Olhos que veem
Textos antigos, 2011
Ele acordou, e à escura realidade seus pensamentos retornaram. Despertar de manhã e não sentir a diferença entre abrir os olhos e deixá-los fechados. Limitou-se a tocar os ponteiros de seu relógio com a ponta dos dedos e recordar-se de que era domingo. Ele e sua esposa teriam todo o dia para aproveitar.
Procurando-a, passou a mão no lençol de seda e lembrou-se da noite anterior. Uma alma que sempre buscava o mesmo busto, assim era sua cabeça. O tilintar dos pratos, neste ínterim, e o cheiro de café indicaram-lhe o paraíso.
Sentou-se na beirada da cama e enfiou os pés nos pantufos.
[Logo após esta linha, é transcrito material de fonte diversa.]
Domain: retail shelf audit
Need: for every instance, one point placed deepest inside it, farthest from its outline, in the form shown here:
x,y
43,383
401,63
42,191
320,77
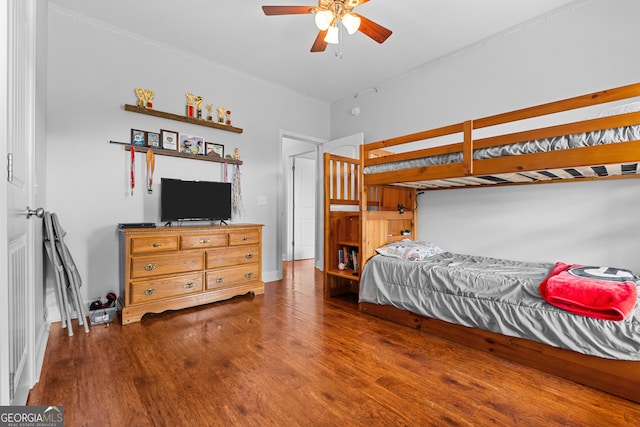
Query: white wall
x,y
585,47
92,71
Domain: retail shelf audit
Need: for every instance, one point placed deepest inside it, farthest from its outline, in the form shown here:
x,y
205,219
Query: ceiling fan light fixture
x,y
323,19
332,36
351,23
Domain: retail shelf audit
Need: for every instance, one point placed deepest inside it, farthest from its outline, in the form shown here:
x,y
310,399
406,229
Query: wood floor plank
x,y
289,357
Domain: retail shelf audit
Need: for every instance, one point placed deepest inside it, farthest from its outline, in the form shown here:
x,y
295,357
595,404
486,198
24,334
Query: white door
x,y
17,72
304,207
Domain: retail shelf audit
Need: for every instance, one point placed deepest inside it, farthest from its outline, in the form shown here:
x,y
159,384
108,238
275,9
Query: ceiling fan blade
x,y
287,10
319,45
376,31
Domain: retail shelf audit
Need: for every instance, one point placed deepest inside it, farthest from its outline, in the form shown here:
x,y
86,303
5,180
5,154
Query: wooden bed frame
x,y
620,378
510,168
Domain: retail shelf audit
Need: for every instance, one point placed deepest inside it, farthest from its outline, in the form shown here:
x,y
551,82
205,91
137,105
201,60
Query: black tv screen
x,y
182,200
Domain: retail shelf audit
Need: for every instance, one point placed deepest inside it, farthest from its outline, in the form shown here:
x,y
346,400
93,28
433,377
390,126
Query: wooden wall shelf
x,y
172,153
185,119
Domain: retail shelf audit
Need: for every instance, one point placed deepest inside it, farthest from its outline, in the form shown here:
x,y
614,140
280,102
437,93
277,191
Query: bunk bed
x,y
604,146
344,240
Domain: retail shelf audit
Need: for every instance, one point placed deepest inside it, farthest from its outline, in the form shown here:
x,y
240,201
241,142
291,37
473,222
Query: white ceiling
x,y
239,36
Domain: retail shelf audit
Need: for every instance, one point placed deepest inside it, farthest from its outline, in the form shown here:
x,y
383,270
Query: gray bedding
x,y
601,137
497,295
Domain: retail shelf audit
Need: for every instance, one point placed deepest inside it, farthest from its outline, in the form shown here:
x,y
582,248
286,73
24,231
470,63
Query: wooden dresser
x,y
169,268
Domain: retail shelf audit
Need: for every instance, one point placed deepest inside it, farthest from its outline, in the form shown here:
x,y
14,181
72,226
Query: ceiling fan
x,y
328,13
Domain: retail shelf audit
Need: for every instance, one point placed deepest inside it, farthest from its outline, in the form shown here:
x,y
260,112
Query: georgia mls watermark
x,y
31,416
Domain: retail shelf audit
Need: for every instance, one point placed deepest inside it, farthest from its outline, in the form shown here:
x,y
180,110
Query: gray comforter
x,y
497,295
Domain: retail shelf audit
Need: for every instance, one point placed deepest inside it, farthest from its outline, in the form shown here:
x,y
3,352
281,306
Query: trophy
x,y
149,94
190,106
140,94
199,106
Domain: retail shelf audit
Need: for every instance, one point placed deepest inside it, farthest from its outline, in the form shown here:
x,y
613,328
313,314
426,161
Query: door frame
x,y
4,265
282,196
289,252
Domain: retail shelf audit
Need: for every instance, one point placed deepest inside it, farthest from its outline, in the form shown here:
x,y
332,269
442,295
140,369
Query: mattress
x,y
498,295
585,139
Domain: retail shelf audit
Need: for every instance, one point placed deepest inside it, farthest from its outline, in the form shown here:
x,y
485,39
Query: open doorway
x,y
300,208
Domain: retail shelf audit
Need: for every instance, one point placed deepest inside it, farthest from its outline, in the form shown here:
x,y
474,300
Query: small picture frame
x,y
138,137
191,144
153,139
169,139
215,150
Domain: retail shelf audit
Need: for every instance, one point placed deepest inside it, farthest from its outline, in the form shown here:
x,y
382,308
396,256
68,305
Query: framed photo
x,y
169,139
138,137
191,144
153,139
215,150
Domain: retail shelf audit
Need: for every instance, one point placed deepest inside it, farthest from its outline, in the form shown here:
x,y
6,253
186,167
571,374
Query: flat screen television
x,y
182,200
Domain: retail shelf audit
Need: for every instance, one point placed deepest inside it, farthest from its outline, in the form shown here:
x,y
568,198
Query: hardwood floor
x,y
288,357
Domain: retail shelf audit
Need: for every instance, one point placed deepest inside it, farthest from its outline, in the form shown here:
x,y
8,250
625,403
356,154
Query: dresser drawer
x,y
244,237
203,241
152,290
229,277
153,244
233,256
156,265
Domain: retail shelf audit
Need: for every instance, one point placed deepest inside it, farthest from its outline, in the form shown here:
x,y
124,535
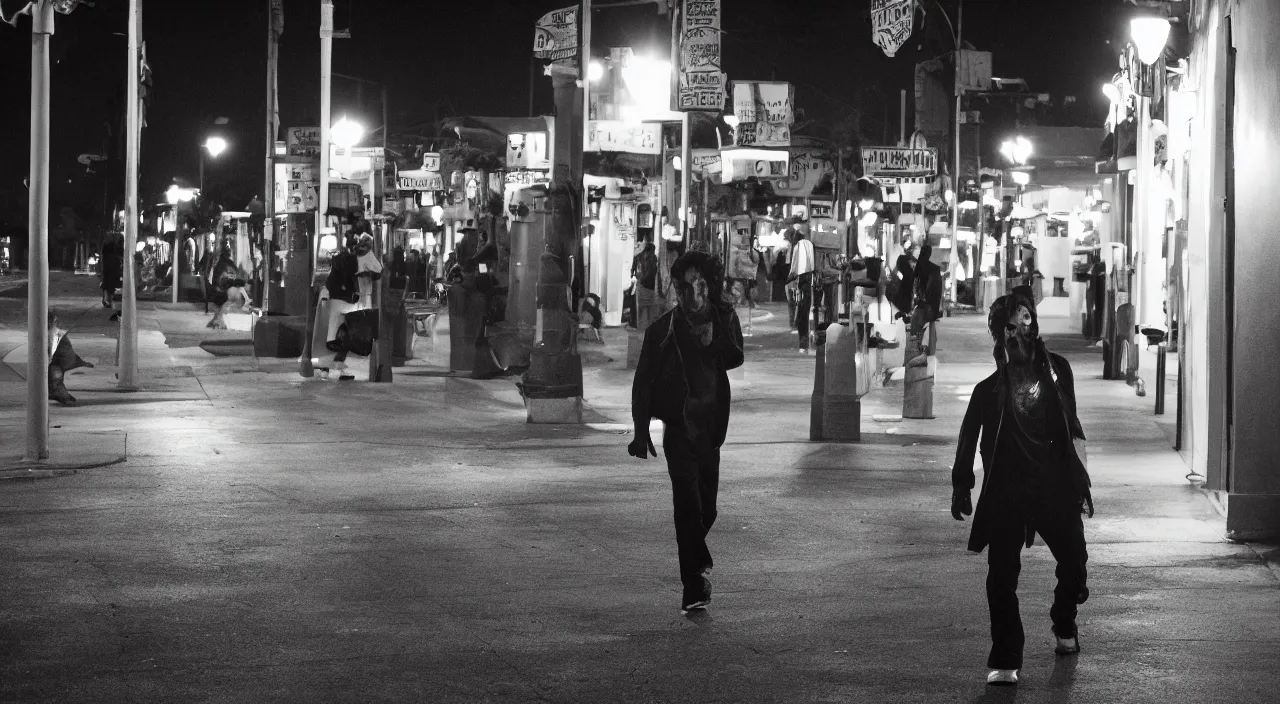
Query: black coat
x,y
928,282
905,295
670,365
986,414
342,278
113,265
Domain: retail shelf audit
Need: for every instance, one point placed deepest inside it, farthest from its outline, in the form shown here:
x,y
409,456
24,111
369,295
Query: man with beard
x,y
1034,480
681,380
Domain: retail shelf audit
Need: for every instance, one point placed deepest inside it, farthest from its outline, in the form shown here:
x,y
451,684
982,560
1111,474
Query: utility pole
x,y
955,186
37,251
274,26
305,366
325,87
127,369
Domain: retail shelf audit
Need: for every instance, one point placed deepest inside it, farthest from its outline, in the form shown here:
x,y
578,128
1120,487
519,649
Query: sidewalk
x,y
278,539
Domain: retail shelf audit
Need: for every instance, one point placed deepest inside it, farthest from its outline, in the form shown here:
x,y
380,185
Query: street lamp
x,y
214,146
1016,150
347,133
1150,35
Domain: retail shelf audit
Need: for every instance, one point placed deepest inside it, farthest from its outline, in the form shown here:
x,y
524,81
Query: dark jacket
x,y
928,282
342,278
672,361
113,265
904,297
986,414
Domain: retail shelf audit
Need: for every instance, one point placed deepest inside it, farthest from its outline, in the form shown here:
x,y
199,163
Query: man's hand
x,y
640,444
960,504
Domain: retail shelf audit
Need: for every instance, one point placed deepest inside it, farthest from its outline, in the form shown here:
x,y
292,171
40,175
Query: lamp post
x,y
1150,35
1016,151
37,250
214,146
346,133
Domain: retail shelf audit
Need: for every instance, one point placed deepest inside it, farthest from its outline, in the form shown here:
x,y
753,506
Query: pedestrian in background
x,y
801,274
1034,480
928,283
681,380
113,269
904,280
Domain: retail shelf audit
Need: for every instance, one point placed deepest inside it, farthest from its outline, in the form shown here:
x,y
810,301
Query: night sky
x,y
472,58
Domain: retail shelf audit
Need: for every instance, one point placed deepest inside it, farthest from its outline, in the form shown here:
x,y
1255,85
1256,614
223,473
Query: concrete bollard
x,y
819,388
919,366
841,405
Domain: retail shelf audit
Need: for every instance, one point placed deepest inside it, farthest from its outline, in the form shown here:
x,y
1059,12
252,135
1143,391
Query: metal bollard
x,y
1160,376
819,387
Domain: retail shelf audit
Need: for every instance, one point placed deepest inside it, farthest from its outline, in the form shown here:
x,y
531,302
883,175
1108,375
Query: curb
x,y
44,470
63,465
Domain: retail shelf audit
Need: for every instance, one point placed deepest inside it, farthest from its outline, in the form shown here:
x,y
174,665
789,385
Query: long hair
x,y
997,318
711,269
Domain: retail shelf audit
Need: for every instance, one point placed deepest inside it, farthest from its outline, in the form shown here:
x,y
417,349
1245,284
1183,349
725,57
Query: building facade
x,y
1206,200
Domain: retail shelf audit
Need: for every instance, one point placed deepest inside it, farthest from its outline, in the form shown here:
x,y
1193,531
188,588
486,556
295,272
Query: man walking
x,y
801,274
1034,480
928,283
681,380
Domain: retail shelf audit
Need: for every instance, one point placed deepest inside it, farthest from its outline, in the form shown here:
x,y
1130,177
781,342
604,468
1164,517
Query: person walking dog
x,y
681,380
1034,480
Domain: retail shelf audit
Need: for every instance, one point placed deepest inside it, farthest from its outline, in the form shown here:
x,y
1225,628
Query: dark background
x,y
472,58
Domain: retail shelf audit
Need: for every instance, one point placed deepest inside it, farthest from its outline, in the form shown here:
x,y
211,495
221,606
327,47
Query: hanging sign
x,y
302,141
707,160
743,169
629,137
699,81
764,113
556,35
807,170
419,179
899,161
528,150
891,23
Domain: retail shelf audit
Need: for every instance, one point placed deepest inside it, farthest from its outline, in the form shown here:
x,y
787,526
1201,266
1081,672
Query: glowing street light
x,y
1150,35
176,195
1016,150
1111,92
346,132
215,146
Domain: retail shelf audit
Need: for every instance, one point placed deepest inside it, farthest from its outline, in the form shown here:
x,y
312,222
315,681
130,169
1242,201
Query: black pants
x,y
1060,526
694,483
804,307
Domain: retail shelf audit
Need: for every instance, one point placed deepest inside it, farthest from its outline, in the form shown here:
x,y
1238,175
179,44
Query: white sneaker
x,y
1002,677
Eles não tinham ido a lugar algum. E, a esticar os braços, ouviu estalo.
Nascera assim. Só conhecia uma cor. Se bem que gostava de falar sobre elas. Relacionava-as com sentimentos, recordações e pessoas. O branco quando sentia paz, o azul era sua infância, sua esposa portava o vermelho, e o preto, bem, o preto era a cor.
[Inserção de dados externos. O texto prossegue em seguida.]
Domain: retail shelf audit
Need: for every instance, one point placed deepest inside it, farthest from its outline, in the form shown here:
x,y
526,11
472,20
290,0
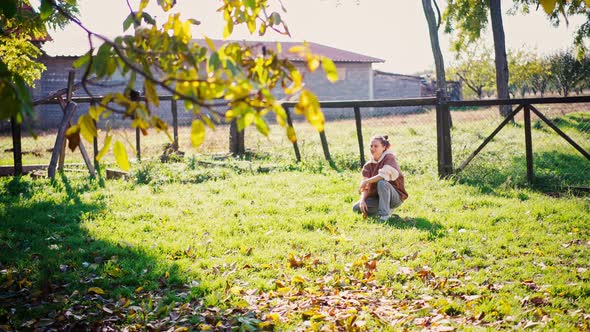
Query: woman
x,y
382,187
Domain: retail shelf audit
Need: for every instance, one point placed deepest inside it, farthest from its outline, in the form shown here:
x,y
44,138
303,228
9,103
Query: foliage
x,y
528,72
228,250
468,18
568,72
475,68
21,28
558,11
216,81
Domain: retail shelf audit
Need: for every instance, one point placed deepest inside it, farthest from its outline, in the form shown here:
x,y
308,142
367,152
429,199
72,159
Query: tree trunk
x,y
441,83
500,55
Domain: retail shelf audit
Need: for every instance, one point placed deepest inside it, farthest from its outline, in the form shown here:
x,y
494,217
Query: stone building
x,y
357,81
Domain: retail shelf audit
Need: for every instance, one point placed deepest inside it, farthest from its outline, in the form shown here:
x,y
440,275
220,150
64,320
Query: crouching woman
x,y
382,188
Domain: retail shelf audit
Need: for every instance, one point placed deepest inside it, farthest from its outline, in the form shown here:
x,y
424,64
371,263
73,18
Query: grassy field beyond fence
x,y
209,242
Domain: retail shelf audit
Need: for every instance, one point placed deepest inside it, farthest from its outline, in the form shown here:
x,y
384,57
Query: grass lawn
x,y
209,243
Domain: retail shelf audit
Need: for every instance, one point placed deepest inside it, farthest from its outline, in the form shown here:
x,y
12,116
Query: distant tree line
x,y
560,73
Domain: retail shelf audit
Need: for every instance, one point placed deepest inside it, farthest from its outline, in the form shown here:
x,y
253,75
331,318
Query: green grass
x,y
264,243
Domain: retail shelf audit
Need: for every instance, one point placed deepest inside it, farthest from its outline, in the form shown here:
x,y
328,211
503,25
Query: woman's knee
x,y
382,185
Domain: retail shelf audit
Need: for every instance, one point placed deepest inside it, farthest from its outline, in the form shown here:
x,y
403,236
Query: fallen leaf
x,y
96,290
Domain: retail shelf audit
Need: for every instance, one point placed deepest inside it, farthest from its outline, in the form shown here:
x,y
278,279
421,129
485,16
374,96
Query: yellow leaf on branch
x,y
548,5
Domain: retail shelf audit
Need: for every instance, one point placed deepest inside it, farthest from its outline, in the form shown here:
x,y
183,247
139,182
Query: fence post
x,y
175,122
359,133
95,142
443,125
69,95
138,143
290,124
325,145
16,146
528,144
61,137
236,139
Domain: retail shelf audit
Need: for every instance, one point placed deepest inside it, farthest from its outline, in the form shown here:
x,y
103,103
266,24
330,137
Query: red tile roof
x,y
335,54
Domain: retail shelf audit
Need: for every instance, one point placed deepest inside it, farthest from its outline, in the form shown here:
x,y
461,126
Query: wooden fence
x,y
443,126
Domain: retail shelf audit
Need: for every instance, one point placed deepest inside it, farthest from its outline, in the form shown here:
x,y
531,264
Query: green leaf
x,y
150,92
197,133
214,62
330,69
148,18
81,61
128,21
548,5
121,156
105,148
261,125
8,7
45,10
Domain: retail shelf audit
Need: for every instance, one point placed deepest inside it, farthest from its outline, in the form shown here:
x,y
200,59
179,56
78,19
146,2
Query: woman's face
x,y
377,149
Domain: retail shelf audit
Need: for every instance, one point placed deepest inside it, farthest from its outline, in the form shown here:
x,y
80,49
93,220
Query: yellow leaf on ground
x,y
96,290
121,156
197,133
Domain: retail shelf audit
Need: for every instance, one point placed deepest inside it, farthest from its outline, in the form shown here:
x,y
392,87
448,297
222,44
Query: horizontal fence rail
x,y
443,121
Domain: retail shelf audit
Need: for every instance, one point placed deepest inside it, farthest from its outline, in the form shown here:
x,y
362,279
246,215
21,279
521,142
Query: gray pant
x,y
387,199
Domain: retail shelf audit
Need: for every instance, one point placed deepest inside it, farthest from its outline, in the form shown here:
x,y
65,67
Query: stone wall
x,y
357,81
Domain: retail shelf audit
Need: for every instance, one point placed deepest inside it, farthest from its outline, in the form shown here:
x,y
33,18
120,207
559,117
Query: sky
x,y
394,31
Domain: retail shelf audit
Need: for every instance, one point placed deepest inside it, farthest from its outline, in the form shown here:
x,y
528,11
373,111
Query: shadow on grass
x,y
54,275
435,231
554,172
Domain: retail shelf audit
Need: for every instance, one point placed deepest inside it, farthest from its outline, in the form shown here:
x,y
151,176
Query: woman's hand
x,y
363,207
363,185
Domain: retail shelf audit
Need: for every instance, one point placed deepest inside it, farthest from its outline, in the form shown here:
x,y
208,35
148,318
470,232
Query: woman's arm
x,y
367,181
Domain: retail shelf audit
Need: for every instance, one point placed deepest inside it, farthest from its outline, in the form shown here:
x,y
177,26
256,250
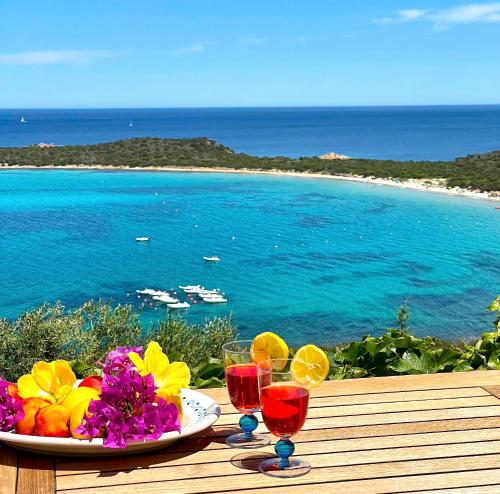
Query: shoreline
x,y
423,185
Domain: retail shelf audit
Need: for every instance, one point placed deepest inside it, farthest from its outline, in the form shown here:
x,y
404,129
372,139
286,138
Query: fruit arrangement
x,y
137,398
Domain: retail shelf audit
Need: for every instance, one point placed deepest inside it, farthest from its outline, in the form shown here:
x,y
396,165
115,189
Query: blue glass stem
x,y
248,424
284,449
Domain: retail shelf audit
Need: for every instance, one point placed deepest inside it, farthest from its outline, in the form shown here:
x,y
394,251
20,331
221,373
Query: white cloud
x,y
442,18
412,14
250,41
53,57
195,47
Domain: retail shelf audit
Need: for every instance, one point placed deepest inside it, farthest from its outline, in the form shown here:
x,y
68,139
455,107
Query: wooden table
x,y
436,434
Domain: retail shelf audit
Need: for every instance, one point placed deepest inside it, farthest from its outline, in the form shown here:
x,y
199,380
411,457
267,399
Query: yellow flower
x,y
169,377
51,381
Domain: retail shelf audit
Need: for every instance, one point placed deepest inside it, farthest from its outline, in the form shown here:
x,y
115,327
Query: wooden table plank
x,y
435,433
480,482
391,384
8,470
36,474
184,480
328,458
460,439
334,410
396,397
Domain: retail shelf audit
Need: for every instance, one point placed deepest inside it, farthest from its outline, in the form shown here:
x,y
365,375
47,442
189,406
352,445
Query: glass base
x,y
295,468
241,440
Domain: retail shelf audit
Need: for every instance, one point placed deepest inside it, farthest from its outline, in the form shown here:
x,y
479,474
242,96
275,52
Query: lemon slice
x,y
269,346
310,366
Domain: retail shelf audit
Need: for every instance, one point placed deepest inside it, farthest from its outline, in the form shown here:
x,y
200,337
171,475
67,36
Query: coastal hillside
x,y
477,171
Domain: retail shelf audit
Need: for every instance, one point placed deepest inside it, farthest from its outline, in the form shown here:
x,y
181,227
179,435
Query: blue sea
x,y
400,133
315,260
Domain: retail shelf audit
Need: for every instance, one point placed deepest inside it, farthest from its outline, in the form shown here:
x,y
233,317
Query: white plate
x,y
200,412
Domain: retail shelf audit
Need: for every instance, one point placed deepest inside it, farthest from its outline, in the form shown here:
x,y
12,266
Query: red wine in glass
x,y
243,387
284,408
242,381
Levantou-se e ajeitou o pijama na cintura. Virou-se para a direita, deu dois passos, tocou com a mão esquerda o armário, direcionou-se à direita, deu mais três passos – a mão harpeando a madeira – e tomou à esquerda. Deu três passos, saiu do quarto, ergueu a mão à direita, tocou a maçaneta do banheiro e girou-a, abrindo a porta. Fechou-a atrás de si e procurou o vaso ainda um passo à frente. Abaixou a calça e sentou-se para urinar. Pensou em uma chuveirada, mas almejava um café. Sacudiu seu corpo e levantou-se junto das calças. Voltou-se para o lavatório, tratou dos dentes e das mãos – não nessa ordem –, lavou a cara, passou a mão nos cabelos para trás, pegou a toalha de mão, enxugou-se e saiu do aposento, fechando novamente a porta.
Volveu à direita, continuou no corredor por dois passos e pisou na calda do gato. O miado foi tão estridente que o bípede sentiu mais dor que o felino.
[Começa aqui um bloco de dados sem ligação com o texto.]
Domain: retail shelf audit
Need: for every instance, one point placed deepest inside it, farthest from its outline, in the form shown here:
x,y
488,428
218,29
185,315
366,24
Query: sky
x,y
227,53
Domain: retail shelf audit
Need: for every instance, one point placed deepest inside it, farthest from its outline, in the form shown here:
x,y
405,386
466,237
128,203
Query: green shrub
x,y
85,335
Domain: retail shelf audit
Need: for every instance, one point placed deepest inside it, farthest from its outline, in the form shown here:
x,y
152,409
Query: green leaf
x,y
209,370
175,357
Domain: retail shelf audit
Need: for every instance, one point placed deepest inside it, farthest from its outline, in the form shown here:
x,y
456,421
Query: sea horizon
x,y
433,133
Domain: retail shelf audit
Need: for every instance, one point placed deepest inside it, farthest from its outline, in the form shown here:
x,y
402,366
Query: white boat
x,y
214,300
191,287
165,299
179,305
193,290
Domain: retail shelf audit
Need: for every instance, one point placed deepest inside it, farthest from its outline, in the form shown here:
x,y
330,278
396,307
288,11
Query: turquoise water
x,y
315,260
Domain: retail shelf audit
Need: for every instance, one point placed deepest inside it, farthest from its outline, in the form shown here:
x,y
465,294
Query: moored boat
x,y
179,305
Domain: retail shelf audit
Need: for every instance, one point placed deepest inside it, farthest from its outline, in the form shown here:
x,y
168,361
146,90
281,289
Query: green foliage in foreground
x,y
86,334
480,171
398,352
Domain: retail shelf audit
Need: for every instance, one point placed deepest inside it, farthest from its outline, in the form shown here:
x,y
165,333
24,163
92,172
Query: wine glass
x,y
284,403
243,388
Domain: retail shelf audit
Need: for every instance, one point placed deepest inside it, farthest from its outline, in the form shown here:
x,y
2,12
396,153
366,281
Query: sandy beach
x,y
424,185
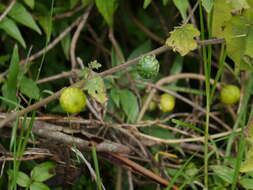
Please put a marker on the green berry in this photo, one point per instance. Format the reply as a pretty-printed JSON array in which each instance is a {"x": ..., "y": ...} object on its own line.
[
  {"x": 148, "y": 67},
  {"x": 230, "y": 94},
  {"x": 152, "y": 104},
  {"x": 72, "y": 100},
  {"x": 167, "y": 102}
]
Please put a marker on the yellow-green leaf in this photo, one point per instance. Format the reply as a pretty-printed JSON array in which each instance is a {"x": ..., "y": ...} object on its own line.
[{"x": 182, "y": 39}]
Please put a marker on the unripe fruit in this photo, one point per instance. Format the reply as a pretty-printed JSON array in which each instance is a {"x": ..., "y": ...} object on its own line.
[
  {"x": 230, "y": 94},
  {"x": 148, "y": 67},
  {"x": 167, "y": 102},
  {"x": 152, "y": 104},
  {"x": 72, "y": 100}
]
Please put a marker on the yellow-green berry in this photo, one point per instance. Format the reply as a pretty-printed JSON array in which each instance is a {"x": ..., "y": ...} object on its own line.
[
  {"x": 230, "y": 94},
  {"x": 152, "y": 104},
  {"x": 167, "y": 102},
  {"x": 72, "y": 100},
  {"x": 148, "y": 67}
]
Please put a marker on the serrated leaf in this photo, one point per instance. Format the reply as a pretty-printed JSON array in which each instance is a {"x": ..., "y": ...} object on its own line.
[
  {"x": 182, "y": 39},
  {"x": 39, "y": 186},
  {"x": 129, "y": 105},
  {"x": 21, "y": 15},
  {"x": 208, "y": 5},
  {"x": 46, "y": 24},
  {"x": 221, "y": 13},
  {"x": 43, "y": 171},
  {"x": 223, "y": 172},
  {"x": 12, "y": 30},
  {"x": 30, "y": 3},
  {"x": 182, "y": 6},
  {"x": 29, "y": 88},
  {"x": 10, "y": 89},
  {"x": 107, "y": 9},
  {"x": 96, "y": 88},
  {"x": 146, "y": 3}
]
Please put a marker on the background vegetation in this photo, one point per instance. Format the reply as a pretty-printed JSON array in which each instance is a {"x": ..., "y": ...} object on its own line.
[{"x": 120, "y": 140}]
Sua mulher veio até eles por causa do rumor, e do tamborim não havia mais sinal. “O que houve?”, ela disse, “Você pisou de novo no gato?”, e ele, com uma mão no peito, lamentou. “Pisei…”, ele disse. Adorava aquele gato, mas, às vezes, pensava que o animal estava a mais dentro daquelas paredes.
“Venha.” – ela continuou com bom humor.
“O café está pronto.”
“Espere.”, interrompeu-a. Ele esticou os braços na direção de sua amada e aproximou-se até tocá-la. Tocou primeiro suas mãos e seguiu através de seus braços e de sua silhueta, como se fosse uma trilha que havia sido deixada ali havia tempos para ele.
Seus cabelos estavam presos, e ele explorou os contornos de suas bochechas e de seu queixo. Ela estava sorrindo. Para ele, aquela era uma experiência que sempre fazia como se estivesse fazendo pela primeira vez.
“Bom dia, princesa. Você está linda.”
Jamais havia conhecido mulher mais bonita. Ele sentira-se o maior dos afortunados no dia em que descobrira que ela também o amava.
“Você acha?”, ela disse, e ele foi capaz de ver sua cor. Um beijo marcou o momento.
Ela puxou-o pela mão, levou-o até a mesa da cozinha e, depois, procurou novamente a pia. “Fiz um bolo”. Ele agradeceu e fingiu surpresa, pois tinha sentido o odor de chocolate assim que entrara na cozinha. “Você é incrível.”, ele disse, e ela lhe lançou mais um beijo.
Ela procurou com as mãos o lugar onde tinha deixado o bolo e foi até a mesa. Voltou para pegar a cafeteira e sentou-se junto dele.
“Meu amor…”, ele disse, “Não sei o que seria de mim sem você”.
“Nem eu.”, ela apalpou a mesa à busca de sua mão.
Enfim, o gato reapareceu; atraído, talvez, pela forte luz que vinha daquele aposento.